もっと低くだ。イメージするのは四足獣ではなく爬虫類。肩と股関節を開き、胴体の位置を地面すれすれまで落とす。
【〈四足歩行〉に〈獣形態〉と〈蜥蜴形態〉が追加されました】
【〈四足歩行〉を〈蜥蜴形態〉に変更します】
〈零距離助走〉により初速からトップスピードを得た僕は、フェルの想定外の低さと速さで駆けていた。上半身に短剣を構えていたフェルは、僕の低さに対応できない。
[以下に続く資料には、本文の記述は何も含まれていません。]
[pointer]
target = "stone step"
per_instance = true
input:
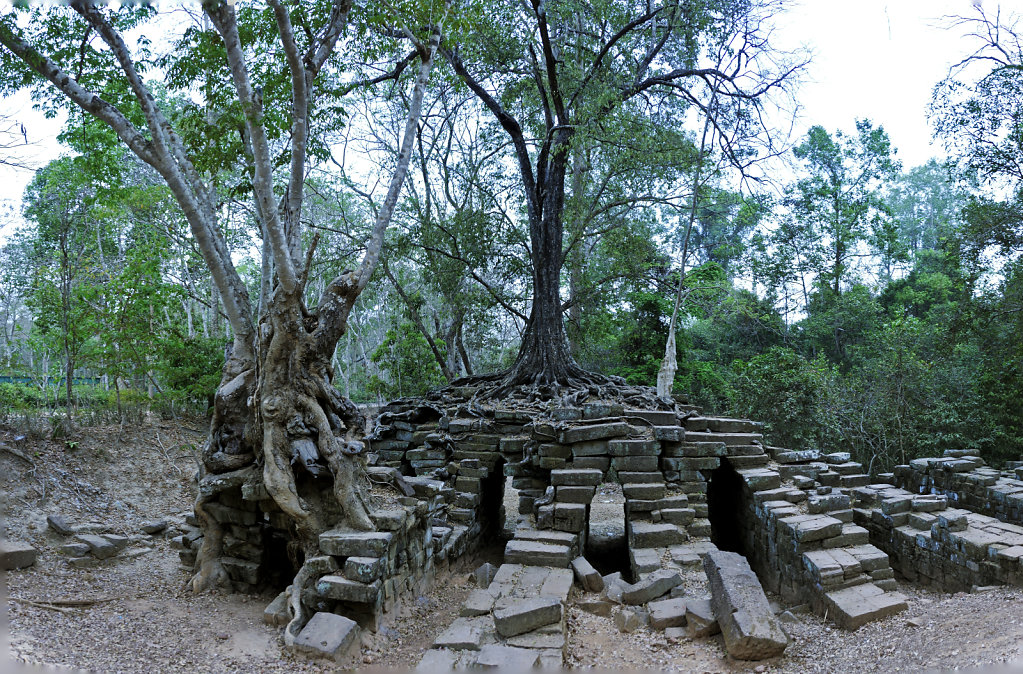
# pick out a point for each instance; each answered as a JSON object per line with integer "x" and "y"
{"x": 643, "y": 491}
{"x": 724, "y": 424}
{"x": 534, "y": 553}
{"x": 854, "y": 607}
{"x": 648, "y": 534}
{"x": 654, "y": 416}
{"x": 638, "y": 477}
{"x": 726, "y": 438}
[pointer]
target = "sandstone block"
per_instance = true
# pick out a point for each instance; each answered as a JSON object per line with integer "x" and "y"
{"x": 15, "y": 554}
{"x": 667, "y": 613}
{"x": 355, "y": 544}
{"x": 656, "y": 584}
{"x": 751, "y": 631}
{"x": 587, "y": 575}
{"x": 524, "y": 616}
{"x": 327, "y": 635}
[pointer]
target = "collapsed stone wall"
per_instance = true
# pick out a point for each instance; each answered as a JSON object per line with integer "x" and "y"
{"x": 804, "y": 546}
{"x": 962, "y": 476}
{"x": 979, "y": 542}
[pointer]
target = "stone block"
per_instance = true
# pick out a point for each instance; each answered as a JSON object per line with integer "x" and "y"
{"x": 700, "y": 620}
{"x": 638, "y": 463}
{"x": 587, "y": 575}
{"x": 645, "y": 491}
{"x": 521, "y": 616}
{"x": 601, "y": 463}
{"x": 859, "y": 604}
{"x": 484, "y": 575}
{"x": 750, "y": 629}
{"x": 363, "y": 570}
{"x": 656, "y": 584}
{"x": 343, "y": 589}
{"x": 576, "y": 478}
{"x": 667, "y": 613}
{"x": 277, "y": 613}
{"x": 593, "y": 432}
{"x": 628, "y": 620}
{"x": 460, "y": 635}
{"x": 537, "y": 553}
{"x": 633, "y": 447}
{"x": 355, "y": 544}
{"x": 512, "y": 659}
{"x": 648, "y": 534}
{"x": 479, "y": 602}
{"x": 15, "y": 554}
{"x": 327, "y": 635}
{"x": 574, "y": 494}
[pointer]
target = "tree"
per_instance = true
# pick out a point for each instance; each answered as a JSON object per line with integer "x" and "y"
{"x": 839, "y": 205}
{"x": 285, "y": 363}
{"x": 59, "y": 199}
{"x": 638, "y": 57}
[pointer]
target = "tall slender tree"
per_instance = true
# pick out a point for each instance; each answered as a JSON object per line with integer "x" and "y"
{"x": 281, "y": 357}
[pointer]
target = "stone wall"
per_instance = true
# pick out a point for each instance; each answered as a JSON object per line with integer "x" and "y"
{"x": 962, "y": 476}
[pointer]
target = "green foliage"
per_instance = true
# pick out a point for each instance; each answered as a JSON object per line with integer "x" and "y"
{"x": 791, "y": 394}
{"x": 408, "y": 363}
{"x": 189, "y": 367}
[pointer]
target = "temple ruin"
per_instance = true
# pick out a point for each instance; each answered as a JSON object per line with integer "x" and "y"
{"x": 705, "y": 501}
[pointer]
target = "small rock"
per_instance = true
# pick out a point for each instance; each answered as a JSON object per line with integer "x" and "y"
{"x": 15, "y": 554}
{"x": 484, "y": 576}
{"x": 59, "y": 525}
{"x": 628, "y": 620}
{"x": 154, "y": 527}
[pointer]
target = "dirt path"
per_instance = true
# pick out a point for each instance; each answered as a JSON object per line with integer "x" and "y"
{"x": 122, "y": 480}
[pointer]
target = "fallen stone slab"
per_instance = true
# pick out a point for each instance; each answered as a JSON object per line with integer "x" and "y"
{"x": 327, "y": 635}
{"x": 750, "y": 629}
{"x": 548, "y": 636}
{"x": 595, "y": 607}
{"x": 628, "y": 620}
{"x": 656, "y": 584}
{"x": 355, "y": 544}
{"x": 154, "y": 527}
{"x": 495, "y": 656}
{"x": 99, "y": 546}
{"x": 648, "y": 534}
{"x": 587, "y": 575}
{"x": 700, "y": 620}
{"x": 15, "y": 554}
{"x": 460, "y": 635}
{"x": 438, "y": 660}
{"x": 593, "y": 432}
{"x": 479, "y": 602}
{"x": 667, "y": 613}
{"x": 59, "y": 525}
{"x": 343, "y": 589}
{"x": 519, "y": 617}
{"x": 537, "y": 554}
{"x": 854, "y": 607}
{"x": 276, "y": 613}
顔がフェルのブーツの横を通り抜ける。続いて肩が。胴体の半ばで、フェルがこちらに身を捻る。
……駄目だ。間に合わない。
フェルに向き直られた。僕の速度では足りなかった。
軍用全身義体の横を掻い潜るには、まだスピードが足りなかった。
早さが。速さが。足りない。
いや待てスペック。以前、速さにはみっつあると言ったはずだ。
初動の早さ。速度の速さ。そして移動距離の短さだ。
僕はまだ移動距離を短くするスペックを得ていないぞ。
イメージしよう。フォーデンは言ったはずだ。スペックに相談しろ、具体的に提案しろ、と。
相談はできないようだから、具体的に提案するぞ?
――空間を捻じ曲げ、移動距離を短くしろ。
【〈縮地〉を会得しました】
ぐん、と目の前に黒塗りの高級車が近づく。なんだ、やればできるじゃないか。
視界の端に倒れ伏すケーニッヒが見えるが、いまの僕ではどうしようもない。連れて行こうとすれば共倒れだ。せめて殺されないことを祈るしかない。
僕は〈鉤爪〉を立てて車体に這い登る。四足獣でなく爬虫類をイメージしたせいで、四肢の形は跳躍に向かなくなっていた。
その分、車体を登るのに時間が掛かるがそれはもはや誤差だ。〈縮地〉により一歩一歩が大きく距離を稼ぐ。
車体を登り、塹壕の壁に爪をかけ、振り返った。
横を低く通り過ぎる僕に対して、覆いかぶさるように短剣を構えていたフェルは、その体勢のまま目標を見失って固まっている。その視線が僕を見上げる頃には、僕は塹壕の天辺に到達していた。
……短剣を投げてくるか。それとも魔法か。
だがどちらも来なかった。僕と目があったフェルは、逡巡するように視線を外して構えを解いたのだ。
……なぜ?
僕の戸惑いも一瞬。立ち止まって考える暇はない。砂の山から住宅の塀に飛び移り、僕を見て叫ぶ黒服を尻目に全力で走った。